None of these aspects of the show, however, come close to stealing it. That thievery is performed by the casts’ performances. Strangely enough, the main characters suffer from the worst relative performances – Groff, for example, stumbling in some of the less dramatic moments, though the role demanded a far wider range of performances of him than of his co-stars. Even so, the difference between the show’s best and worst performers is far from drastic – with one undeniable exception. Cameron Britton plays Edmund Kemper, a renowned real-world serial killer, in a manner that is inexplicably terrifying. Despite being shorter and smaller than the real Ed Kemper, Britton’s portrayal of the gigantic man emphasizes his physicality subtly while also playing up Kemper’s mild-mannered personality. Britton masterfully captured the constant, implicit threat of violence that Kemper embodies while maintaining an aura of inscrutability despite the friendliness of the character. Each of the serial killers is portrayed well; Britton’s Kemper towers above them all, literally and figuratively.

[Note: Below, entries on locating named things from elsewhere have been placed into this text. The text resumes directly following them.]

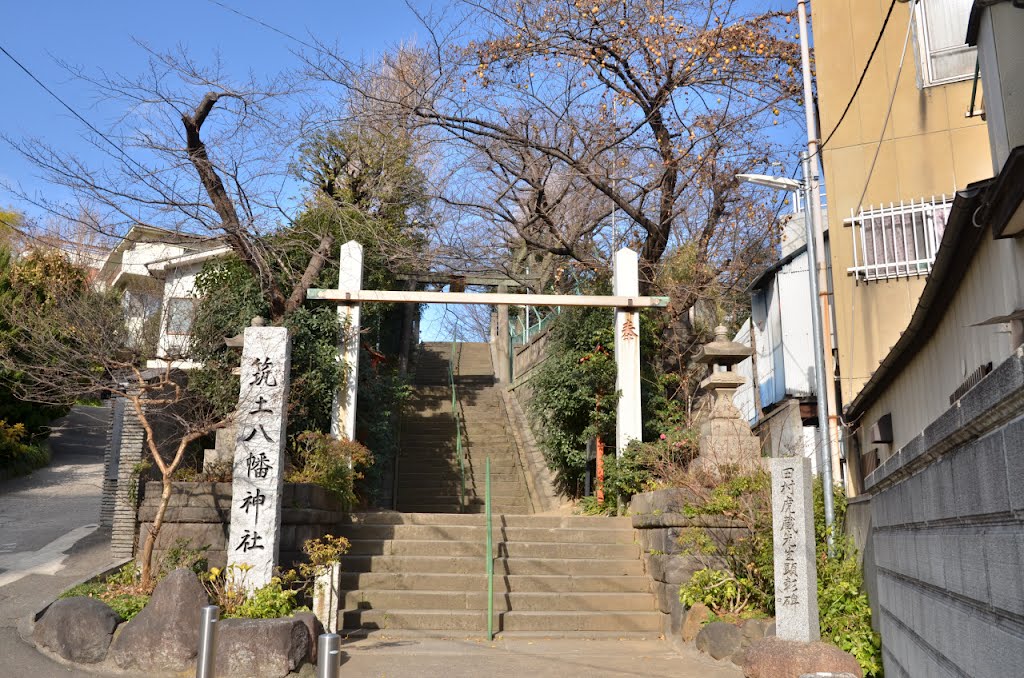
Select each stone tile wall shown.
[136,482,344,567]
[865,355,1024,678]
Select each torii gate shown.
[306,241,669,455]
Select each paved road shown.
[341,636,742,678]
[0,407,110,678]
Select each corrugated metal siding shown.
[775,254,815,397]
[860,237,1024,451]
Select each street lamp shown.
[736,153,835,551]
[736,174,804,190]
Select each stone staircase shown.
[331,512,662,637]
[396,342,532,514]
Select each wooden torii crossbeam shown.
[306,241,669,455]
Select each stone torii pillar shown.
[611,247,643,457]
[331,240,362,440]
[319,241,651,454]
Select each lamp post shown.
[736,163,835,550]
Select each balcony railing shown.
[844,196,952,281]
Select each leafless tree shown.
[0,247,226,586]
[310,0,800,299]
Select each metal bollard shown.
[316,633,341,678]
[196,605,220,678]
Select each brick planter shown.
[136,482,344,567]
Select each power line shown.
[817,0,897,155]
[843,2,916,428]
[209,0,323,52]
[0,45,145,172]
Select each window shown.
[167,297,197,335]
[846,196,952,281]
[914,0,978,87]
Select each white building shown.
[95,225,230,369]
[733,212,817,470]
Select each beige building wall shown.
[812,0,992,404]
[861,228,1024,450]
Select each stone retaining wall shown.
[136,482,344,567]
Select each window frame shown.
[164,297,199,337]
[911,0,978,89]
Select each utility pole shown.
[797,0,839,544]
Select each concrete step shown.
[343,511,633,534]
[341,586,655,612]
[341,571,650,594]
[340,524,634,544]
[342,557,644,577]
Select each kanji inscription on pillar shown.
[227,327,291,591]
[771,457,820,642]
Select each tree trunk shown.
[140,473,171,589]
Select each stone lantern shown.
[690,325,761,478]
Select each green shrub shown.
[157,538,210,580]
[224,577,305,620]
[679,472,882,678]
[0,419,50,480]
[286,431,374,510]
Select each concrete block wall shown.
[136,482,344,567]
[99,397,125,527]
[111,405,145,559]
[865,355,1024,678]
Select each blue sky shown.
[0,0,795,340]
[0,0,418,205]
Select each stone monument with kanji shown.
[227,319,291,591]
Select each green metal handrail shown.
[483,457,495,642]
[449,337,466,513]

Mindhunter takes the audience back to a time when serial killers did not yet exist in the public perception yet were disturbingly real and seemingly common. In its finest moments, it centres its narrative lens on these individuals and the civil servants who strove to better understand them. Vicariously, it brings us in uncomfortable proximity with individuals that we feel sure will be utterly alien to us, and reveals that is worryingly possible to, if not sympathize, at least empathize with some of them. In doing so, it asks questions of our shared humanity and what really separates us.

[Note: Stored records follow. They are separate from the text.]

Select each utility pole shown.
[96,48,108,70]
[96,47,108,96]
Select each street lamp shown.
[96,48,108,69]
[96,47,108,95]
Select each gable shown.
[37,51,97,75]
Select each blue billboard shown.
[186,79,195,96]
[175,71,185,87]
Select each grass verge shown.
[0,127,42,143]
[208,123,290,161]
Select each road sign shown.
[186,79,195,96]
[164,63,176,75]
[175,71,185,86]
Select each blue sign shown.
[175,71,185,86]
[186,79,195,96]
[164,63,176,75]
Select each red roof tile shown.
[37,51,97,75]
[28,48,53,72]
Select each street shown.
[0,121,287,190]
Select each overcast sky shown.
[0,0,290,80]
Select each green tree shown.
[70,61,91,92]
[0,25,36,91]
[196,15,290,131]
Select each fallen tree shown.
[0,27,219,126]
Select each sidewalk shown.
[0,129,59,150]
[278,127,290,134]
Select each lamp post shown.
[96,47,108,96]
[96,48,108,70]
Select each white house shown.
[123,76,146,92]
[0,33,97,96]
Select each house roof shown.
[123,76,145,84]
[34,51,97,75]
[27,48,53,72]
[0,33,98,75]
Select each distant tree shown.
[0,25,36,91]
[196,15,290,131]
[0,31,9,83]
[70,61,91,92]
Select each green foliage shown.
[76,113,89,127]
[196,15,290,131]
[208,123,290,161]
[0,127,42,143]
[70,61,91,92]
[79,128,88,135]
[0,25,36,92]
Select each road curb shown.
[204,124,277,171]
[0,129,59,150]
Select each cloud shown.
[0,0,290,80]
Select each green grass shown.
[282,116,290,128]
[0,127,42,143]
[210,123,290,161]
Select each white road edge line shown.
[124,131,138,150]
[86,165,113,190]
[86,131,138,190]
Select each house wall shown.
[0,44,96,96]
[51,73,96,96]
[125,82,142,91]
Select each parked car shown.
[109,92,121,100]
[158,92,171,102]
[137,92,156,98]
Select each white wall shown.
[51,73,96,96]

Looking back at all the television reviews that I’ve done – and then stopped doing – over the years, Mindhunter will be the first that I did not do an episode-by-episode breakdown of. In hindsight, that was certainly a mistake; Mindhunter is a compelling piece of television with plenty in it to critique. Unfortunately, it was so compelling that I ended up running through the entire first season in about two days and despite its undeniable quality, felt too reluctant to return to it for a more detailed rundown. As long-time readers are likely aware, any work that I review on this site has a special defining characteristic that compels me to discuss it in more detail. For Mindhunter, that defining element was its ability to depict, with terrifying realism, the tensions of confronting some of the worst specimens of human nature that have exists, in close, unguarded quarters.